The instant they’d moved down the hill, the crickets and owls ceased their cries. As if not a single living thing — bug, mammal or reptile — occupied the damp grove.
But that wasn’t right either. Because Liv sensed that something alive did indeed reside there. The ground seemed to expand and contract, as if with breath. She felt hungry eyes upon her, and though no one spoke, in her mind she heard whispers. Not the whispers of the spirits she and George had contacted so many times, but cunning, insidious whispers.
She thought of a man she’d once encountered in Boston. He’d pulled to the curb, near the orphanage, in a sleek maroon Chevy and rolled down his window. On the sidewalk stood Virgil Tort, an eight-year-old with pop-bottle glasses. He’d been at the orphanage for two months because his mother had given birth to her sixth baby and couldn’t handle her slow-learning child.
“Hey, little boy,” the man in the car had called out. “Give ya a nickel if you help me find a fuel station. And I’ll get ya an ice cream too.”
Liv had been pushing a double stroller with two infants who’d just fallen asleep, but her head popped up at the man’s voice.
He was a bad man and if he got Virgil Tort into his car, Liv knew they’d never see the boy again.
“Push the babies,” she directed one of the older girls from the orphanage.
Virgil had just stepp
ed off the curb as the man pushed open his passenger door.
“No!” Liv had shrieked, running to Virgil and yanking him by his arm away from the maroon car and the horrors that awaited him.
The driver hadn’t said a word. He sped off, his passenger door hanging open, and disappeared around the corner.
Liv had held a crying Virgil for five minutes, reassuring him that he wasn’t in trouble but that he should never, ever get into a car with a stranger.

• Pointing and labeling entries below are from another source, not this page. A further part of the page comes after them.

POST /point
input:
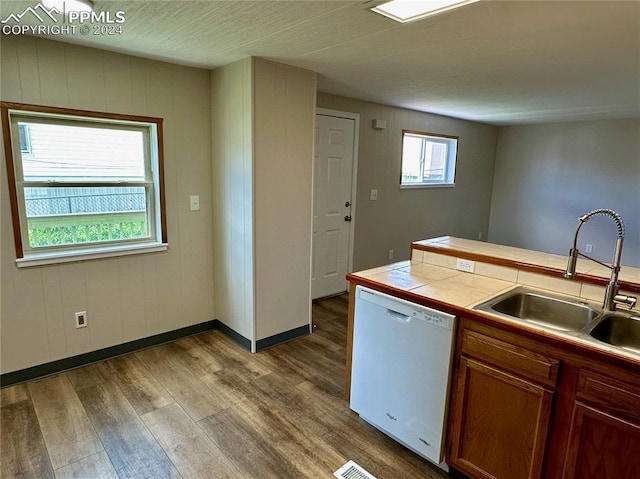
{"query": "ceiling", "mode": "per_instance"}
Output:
(497, 62)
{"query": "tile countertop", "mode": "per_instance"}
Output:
(432, 280)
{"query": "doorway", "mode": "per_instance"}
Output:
(333, 201)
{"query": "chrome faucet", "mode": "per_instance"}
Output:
(611, 296)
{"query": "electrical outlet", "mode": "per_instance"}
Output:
(81, 319)
(465, 265)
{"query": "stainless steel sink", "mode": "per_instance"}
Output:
(548, 310)
(619, 329)
(568, 316)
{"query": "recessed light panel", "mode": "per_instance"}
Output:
(404, 11)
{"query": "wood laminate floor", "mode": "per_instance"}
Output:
(201, 407)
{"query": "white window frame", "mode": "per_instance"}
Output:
(153, 183)
(451, 143)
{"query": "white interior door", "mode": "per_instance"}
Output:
(332, 206)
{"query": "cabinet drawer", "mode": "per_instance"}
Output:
(610, 394)
(511, 357)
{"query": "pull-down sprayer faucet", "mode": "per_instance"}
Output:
(611, 296)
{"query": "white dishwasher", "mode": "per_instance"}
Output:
(401, 369)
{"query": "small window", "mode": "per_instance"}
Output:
(428, 159)
(83, 183)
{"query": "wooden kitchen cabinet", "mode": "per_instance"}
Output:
(521, 408)
(604, 438)
(500, 413)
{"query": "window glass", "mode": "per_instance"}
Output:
(427, 159)
(84, 182)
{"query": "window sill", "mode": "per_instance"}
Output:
(427, 185)
(56, 257)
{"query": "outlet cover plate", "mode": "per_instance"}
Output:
(81, 319)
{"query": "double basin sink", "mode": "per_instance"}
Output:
(569, 316)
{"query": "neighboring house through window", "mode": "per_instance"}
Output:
(428, 159)
(83, 184)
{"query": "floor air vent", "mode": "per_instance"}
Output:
(352, 471)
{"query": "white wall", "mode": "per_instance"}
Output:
(232, 145)
(130, 297)
(399, 217)
(549, 175)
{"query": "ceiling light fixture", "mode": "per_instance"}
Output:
(404, 11)
(64, 6)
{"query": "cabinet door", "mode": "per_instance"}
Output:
(602, 446)
(499, 424)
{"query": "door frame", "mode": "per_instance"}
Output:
(354, 175)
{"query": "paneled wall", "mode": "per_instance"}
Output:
(399, 217)
(549, 175)
(129, 297)
(231, 94)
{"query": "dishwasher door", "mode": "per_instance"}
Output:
(401, 369)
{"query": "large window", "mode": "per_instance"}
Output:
(428, 159)
(83, 184)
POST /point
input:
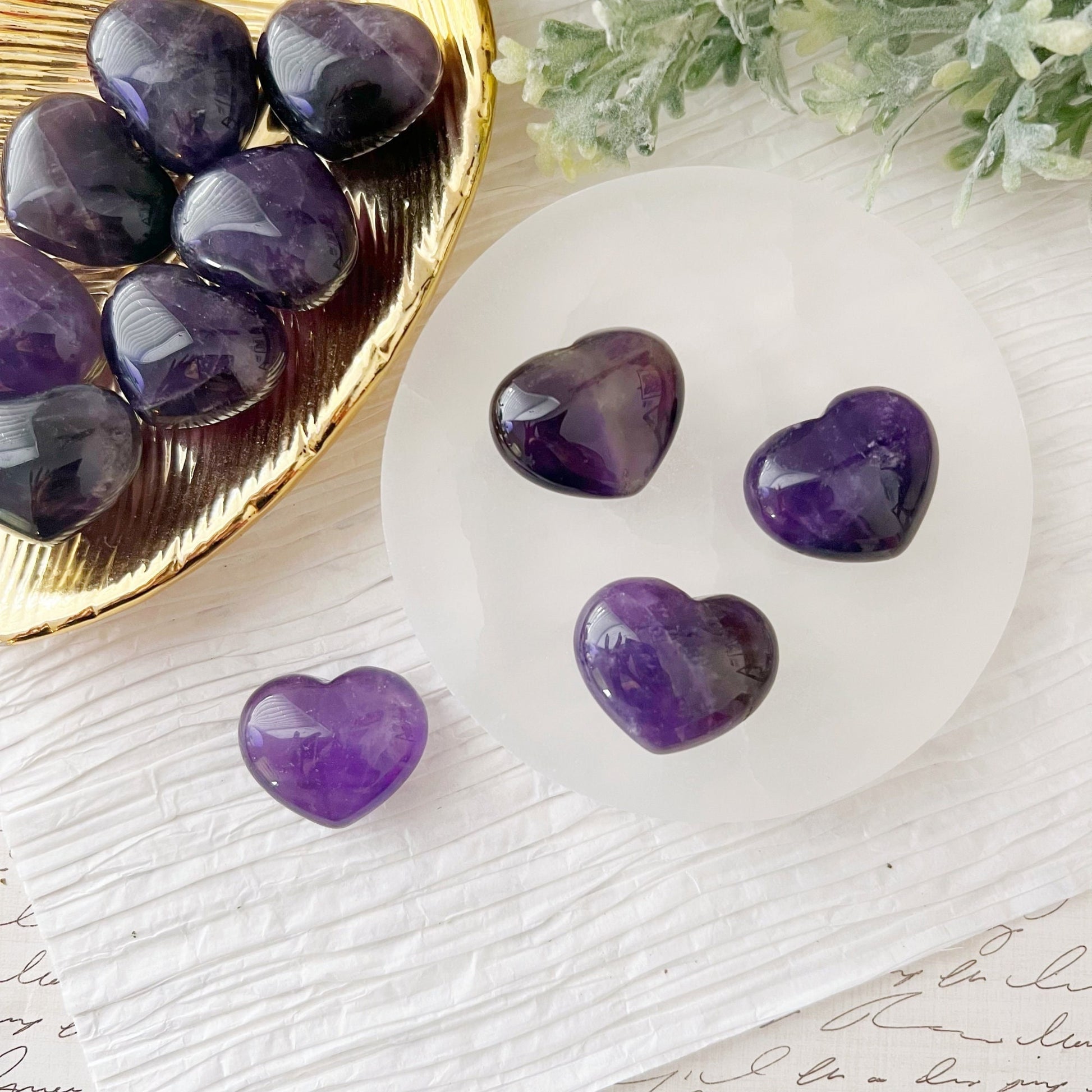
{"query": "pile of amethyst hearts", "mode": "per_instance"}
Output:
(597, 420)
(159, 163)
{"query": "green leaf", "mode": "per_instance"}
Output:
(1020, 144)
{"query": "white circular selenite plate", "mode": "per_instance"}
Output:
(776, 300)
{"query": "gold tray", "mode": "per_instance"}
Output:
(197, 488)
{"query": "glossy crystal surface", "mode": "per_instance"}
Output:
(594, 419)
(65, 458)
(345, 78)
(669, 671)
(48, 323)
(185, 353)
(271, 221)
(852, 485)
(76, 185)
(333, 751)
(198, 488)
(182, 72)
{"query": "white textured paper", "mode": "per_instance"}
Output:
(1007, 1011)
(488, 930)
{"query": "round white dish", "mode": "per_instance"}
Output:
(776, 299)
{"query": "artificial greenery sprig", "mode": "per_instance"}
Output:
(1020, 72)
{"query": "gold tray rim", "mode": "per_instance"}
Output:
(380, 353)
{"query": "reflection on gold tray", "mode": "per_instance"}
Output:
(199, 487)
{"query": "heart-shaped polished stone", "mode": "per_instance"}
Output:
(271, 221)
(345, 78)
(594, 419)
(185, 353)
(48, 323)
(66, 457)
(673, 672)
(852, 485)
(333, 751)
(77, 186)
(182, 72)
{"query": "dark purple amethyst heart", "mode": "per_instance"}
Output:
(852, 485)
(669, 671)
(345, 78)
(183, 75)
(270, 221)
(48, 323)
(185, 353)
(66, 457)
(333, 751)
(77, 186)
(595, 419)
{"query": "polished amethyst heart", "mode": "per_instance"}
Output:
(185, 353)
(48, 323)
(595, 419)
(272, 222)
(76, 185)
(65, 458)
(852, 485)
(669, 671)
(182, 72)
(333, 751)
(345, 78)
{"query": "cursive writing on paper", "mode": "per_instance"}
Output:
(1010, 1011)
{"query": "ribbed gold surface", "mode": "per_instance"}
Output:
(199, 487)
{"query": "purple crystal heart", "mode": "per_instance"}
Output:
(669, 671)
(270, 221)
(183, 75)
(185, 353)
(346, 78)
(76, 185)
(48, 323)
(852, 485)
(333, 751)
(595, 419)
(66, 457)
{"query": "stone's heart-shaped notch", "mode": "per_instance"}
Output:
(270, 221)
(674, 672)
(852, 485)
(595, 419)
(65, 458)
(345, 78)
(183, 75)
(333, 751)
(185, 353)
(48, 323)
(76, 185)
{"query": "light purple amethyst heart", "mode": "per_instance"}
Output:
(333, 751)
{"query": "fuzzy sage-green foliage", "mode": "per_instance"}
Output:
(1018, 71)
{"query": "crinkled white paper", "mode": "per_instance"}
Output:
(488, 930)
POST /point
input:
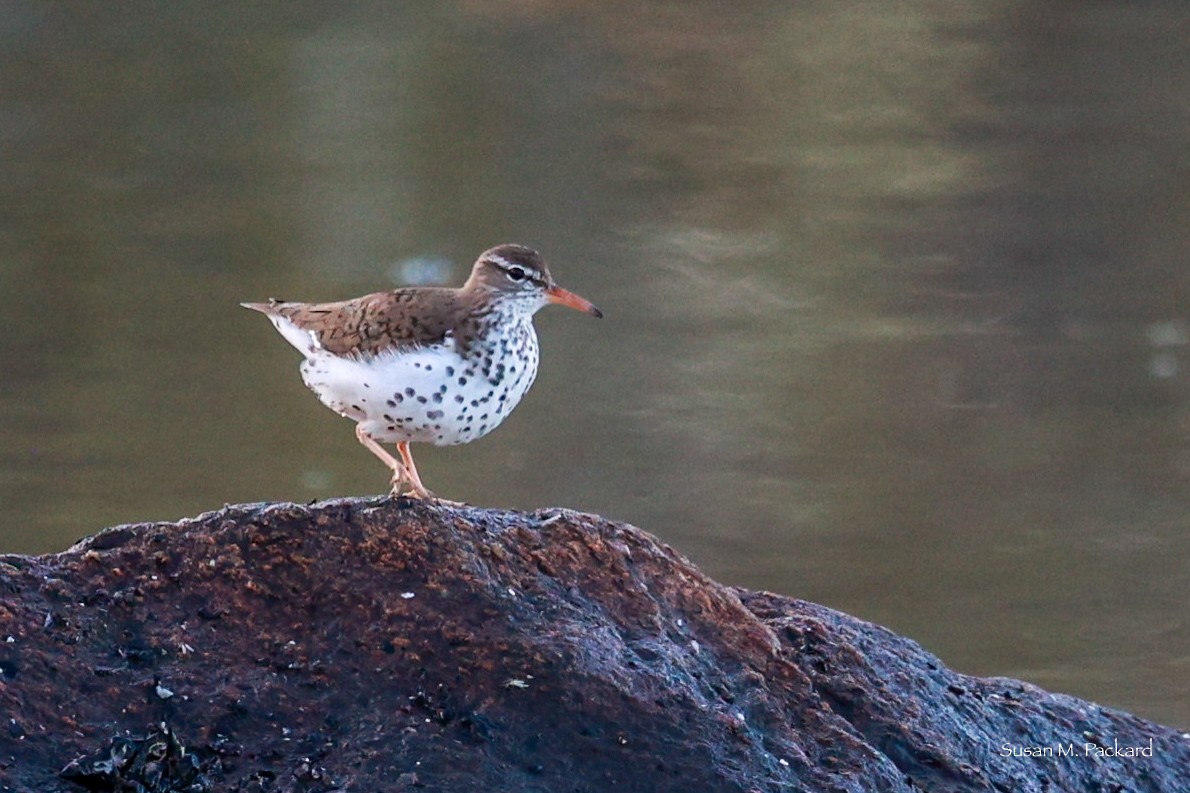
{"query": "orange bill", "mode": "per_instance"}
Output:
(563, 298)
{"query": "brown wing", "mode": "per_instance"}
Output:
(367, 325)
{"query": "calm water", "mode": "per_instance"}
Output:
(896, 294)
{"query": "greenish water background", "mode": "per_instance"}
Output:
(896, 293)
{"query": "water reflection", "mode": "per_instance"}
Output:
(895, 294)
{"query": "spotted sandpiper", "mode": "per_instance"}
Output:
(426, 364)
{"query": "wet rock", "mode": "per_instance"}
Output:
(392, 645)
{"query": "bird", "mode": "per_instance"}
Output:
(426, 364)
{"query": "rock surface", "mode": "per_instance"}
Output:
(388, 645)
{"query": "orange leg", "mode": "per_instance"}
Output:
(411, 472)
(399, 472)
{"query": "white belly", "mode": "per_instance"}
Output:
(427, 395)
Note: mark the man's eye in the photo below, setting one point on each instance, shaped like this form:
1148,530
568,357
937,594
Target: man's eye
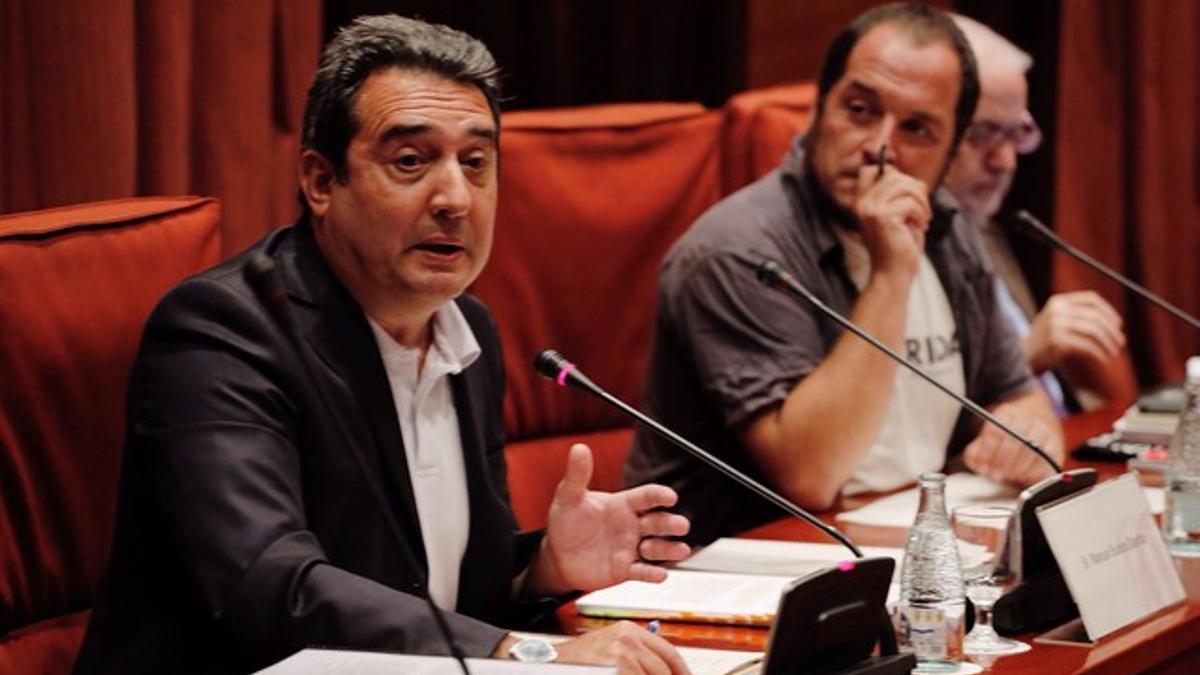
918,129
859,109
477,161
408,161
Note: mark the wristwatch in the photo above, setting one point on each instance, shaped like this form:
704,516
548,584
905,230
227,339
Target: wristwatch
533,650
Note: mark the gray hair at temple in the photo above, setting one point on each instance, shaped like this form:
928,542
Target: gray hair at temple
385,41
990,47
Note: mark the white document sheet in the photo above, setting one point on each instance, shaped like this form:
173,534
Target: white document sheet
700,661
347,662
900,509
781,559
706,597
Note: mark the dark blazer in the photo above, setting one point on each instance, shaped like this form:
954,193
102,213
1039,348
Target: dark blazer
243,535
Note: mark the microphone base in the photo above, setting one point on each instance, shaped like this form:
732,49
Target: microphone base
894,664
831,621
1036,603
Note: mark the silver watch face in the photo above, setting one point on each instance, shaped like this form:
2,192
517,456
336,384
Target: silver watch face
533,650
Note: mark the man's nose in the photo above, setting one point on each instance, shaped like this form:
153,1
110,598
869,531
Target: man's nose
880,137
451,191
1002,156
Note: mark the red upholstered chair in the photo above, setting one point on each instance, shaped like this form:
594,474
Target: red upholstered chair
759,127
77,285
591,198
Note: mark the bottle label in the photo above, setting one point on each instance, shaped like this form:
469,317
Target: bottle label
925,632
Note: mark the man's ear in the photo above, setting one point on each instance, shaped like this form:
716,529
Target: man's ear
317,179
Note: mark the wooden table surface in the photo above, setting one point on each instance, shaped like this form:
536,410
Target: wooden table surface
1165,643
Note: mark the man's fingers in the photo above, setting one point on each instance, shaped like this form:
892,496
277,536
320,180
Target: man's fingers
577,475
665,550
669,655
663,524
645,497
647,572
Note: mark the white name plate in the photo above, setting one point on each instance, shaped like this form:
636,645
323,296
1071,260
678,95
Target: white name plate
1111,555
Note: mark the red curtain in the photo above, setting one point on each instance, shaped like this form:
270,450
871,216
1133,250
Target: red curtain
1128,187
127,97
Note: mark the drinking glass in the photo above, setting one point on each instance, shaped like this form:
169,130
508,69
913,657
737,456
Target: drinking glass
981,531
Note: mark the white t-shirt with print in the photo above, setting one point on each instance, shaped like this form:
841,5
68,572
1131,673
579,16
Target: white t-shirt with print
919,418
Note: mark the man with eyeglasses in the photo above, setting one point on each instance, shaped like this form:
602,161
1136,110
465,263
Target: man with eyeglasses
1072,329
856,213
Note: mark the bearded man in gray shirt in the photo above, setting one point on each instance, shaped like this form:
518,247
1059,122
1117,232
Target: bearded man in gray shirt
773,386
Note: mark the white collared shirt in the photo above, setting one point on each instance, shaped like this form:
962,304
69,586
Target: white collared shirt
919,420
429,426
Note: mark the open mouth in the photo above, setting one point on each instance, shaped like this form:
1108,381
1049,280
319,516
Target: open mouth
441,248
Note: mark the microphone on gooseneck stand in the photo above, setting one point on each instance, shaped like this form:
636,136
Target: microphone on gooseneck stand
1026,223
827,614
772,274
263,279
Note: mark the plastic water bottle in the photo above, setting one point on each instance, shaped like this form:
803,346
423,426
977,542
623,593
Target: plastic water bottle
930,614
1181,519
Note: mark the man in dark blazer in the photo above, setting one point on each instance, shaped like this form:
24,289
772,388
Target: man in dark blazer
256,519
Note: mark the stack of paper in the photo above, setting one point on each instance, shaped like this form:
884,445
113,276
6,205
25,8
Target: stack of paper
730,581
1141,426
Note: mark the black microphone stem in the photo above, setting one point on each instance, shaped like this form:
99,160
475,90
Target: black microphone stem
1145,293
567,374
771,273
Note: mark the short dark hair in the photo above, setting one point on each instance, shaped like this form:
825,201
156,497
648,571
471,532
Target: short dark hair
924,24
371,43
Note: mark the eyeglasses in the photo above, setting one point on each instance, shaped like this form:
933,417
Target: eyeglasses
987,136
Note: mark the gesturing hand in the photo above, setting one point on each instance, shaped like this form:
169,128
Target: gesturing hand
893,214
594,539
1079,323
1001,458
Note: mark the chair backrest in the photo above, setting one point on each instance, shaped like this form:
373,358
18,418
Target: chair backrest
760,126
591,198
77,285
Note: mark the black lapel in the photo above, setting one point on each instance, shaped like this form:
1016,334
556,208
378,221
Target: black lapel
340,336
487,562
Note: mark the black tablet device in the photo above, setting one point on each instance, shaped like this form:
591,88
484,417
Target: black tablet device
831,620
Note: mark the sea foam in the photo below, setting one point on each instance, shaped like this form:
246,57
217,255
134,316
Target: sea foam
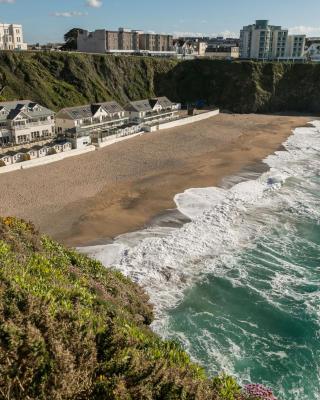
167,261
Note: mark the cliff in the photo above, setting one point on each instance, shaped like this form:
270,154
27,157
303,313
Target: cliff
60,79
72,329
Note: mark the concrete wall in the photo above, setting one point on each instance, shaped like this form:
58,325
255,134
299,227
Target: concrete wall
183,121
45,160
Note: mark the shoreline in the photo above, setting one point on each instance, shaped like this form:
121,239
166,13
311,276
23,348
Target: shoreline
126,187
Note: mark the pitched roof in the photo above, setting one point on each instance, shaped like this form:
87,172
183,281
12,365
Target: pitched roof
111,107
140,105
89,110
163,101
148,104
28,107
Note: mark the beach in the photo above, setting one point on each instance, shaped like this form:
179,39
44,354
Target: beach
94,197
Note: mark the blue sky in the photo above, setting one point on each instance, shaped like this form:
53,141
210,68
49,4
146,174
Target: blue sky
48,20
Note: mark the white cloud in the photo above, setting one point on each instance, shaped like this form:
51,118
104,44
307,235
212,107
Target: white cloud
94,3
68,14
305,30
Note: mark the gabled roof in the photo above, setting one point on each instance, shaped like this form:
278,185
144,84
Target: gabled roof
111,107
28,107
89,110
148,104
163,101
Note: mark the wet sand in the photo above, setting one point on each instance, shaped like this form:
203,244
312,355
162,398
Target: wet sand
97,196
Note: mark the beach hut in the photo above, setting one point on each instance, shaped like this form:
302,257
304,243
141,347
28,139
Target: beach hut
6,159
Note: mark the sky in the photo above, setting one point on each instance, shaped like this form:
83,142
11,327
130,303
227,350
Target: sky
47,20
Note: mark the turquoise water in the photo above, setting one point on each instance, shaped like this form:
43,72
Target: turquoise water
239,285
257,317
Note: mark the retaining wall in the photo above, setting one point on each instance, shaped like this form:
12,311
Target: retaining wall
183,121
45,160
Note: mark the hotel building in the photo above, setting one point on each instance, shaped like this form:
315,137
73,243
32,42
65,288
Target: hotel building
24,121
262,41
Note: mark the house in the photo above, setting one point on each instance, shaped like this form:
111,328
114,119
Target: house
24,121
29,153
152,111
15,156
222,52
6,159
11,37
79,123
42,151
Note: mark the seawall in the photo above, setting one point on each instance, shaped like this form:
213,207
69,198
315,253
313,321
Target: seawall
57,80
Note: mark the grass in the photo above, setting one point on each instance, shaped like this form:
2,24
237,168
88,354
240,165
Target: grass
72,329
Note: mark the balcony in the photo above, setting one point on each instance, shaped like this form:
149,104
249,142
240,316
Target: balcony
105,121
31,124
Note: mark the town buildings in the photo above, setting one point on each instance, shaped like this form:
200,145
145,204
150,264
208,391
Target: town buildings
124,41
11,37
152,111
262,41
25,121
222,52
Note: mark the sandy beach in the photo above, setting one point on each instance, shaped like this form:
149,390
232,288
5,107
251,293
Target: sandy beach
97,196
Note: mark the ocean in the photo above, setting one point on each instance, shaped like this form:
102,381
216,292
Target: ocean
239,285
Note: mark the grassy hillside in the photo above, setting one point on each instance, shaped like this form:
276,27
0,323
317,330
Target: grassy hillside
60,79
72,329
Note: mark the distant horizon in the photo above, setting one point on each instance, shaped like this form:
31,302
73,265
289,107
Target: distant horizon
49,21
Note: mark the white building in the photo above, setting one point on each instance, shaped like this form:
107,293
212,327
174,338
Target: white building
313,52
151,111
80,123
24,121
262,41
11,37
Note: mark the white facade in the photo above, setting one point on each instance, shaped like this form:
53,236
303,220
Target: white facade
80,123
24,122
262,41
11,37
313,52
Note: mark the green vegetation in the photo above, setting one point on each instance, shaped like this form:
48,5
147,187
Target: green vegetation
72,329
62,79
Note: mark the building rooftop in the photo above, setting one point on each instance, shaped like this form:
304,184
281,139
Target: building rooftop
148,104
27,107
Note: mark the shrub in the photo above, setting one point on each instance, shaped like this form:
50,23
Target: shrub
259,392
226,387
26,157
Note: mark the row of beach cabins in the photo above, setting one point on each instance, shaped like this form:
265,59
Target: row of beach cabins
29,130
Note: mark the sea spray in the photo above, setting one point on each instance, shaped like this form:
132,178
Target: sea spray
238,285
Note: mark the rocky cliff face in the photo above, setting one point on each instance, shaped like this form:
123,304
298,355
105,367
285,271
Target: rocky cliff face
59,79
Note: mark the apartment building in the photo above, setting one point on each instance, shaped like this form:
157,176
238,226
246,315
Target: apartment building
262,41
123,40
222,53
80,123
11,37
24,121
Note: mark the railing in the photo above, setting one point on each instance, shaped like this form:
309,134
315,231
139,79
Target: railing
105,121
30,124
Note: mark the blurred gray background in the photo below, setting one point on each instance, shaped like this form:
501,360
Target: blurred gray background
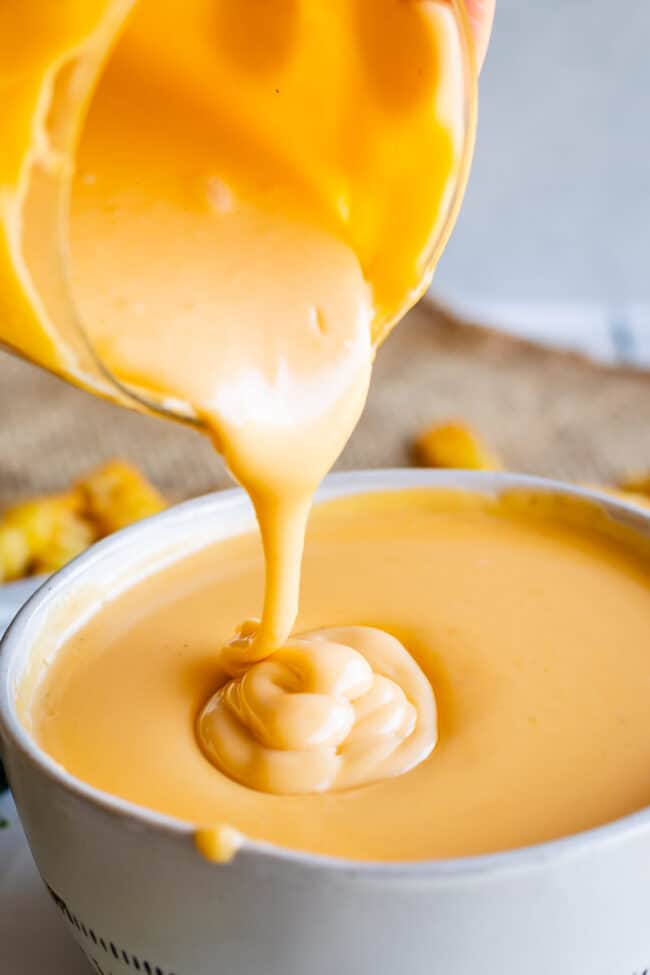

As she stood, chilled in the dark forest, a similar voice seemed to be luring her to come closer, to take a peek at what lay in the dense trees.
“Stephen,” she started, but a hole had opened in the brush before him, and he pulled her inside.
She wanted to dig in her heels and buck away from him, but with her arms pinned against her sides, she wouldn’t get far.
“You feel it, Liv. You do.” He wasn’t asking, and yet he was. There was a note of desperation in his voice.
His pupils had grown large, washing the color from his eye. The gleam in Stephen’s eyes was a familiar one. She’d witnessed it almost twenty years before, on Halloween night, 1945.
Yes, she did feel it. An aliveness permeated the damp, dark chamber they’d entered. A hunger.
The straightjacket squeezed Liv too tight, and she felt hot and short of breath.
“The eye,” she murmured. “We’re in the eye.”
Stephen’s eyes widened at her words.
“Yes,” he hissed. “The eye.”
He moved across the room to a wooden pedestal that held a huge book. A book of magic, she thought, though not the healing magic George had taught her. This was a book like those George hid beneath the floorboards, a dark book created by dark men.
“It’s all real. All the things I read about as a boy. Witches and wizards, people who speak to the dead, even those who bring them back, Liv. It’s all here. Those people have passed through this chamber. They sat in that chair. I’ve seen dozens with my own eyes.”
He spoke now like the boy she’d known. His voice high and excited, as if they’d just left the picture show and he couldn’t wait to gush about the film.
“Don’t you ever get tired, Stephen? Tired of chasing this elusive force?”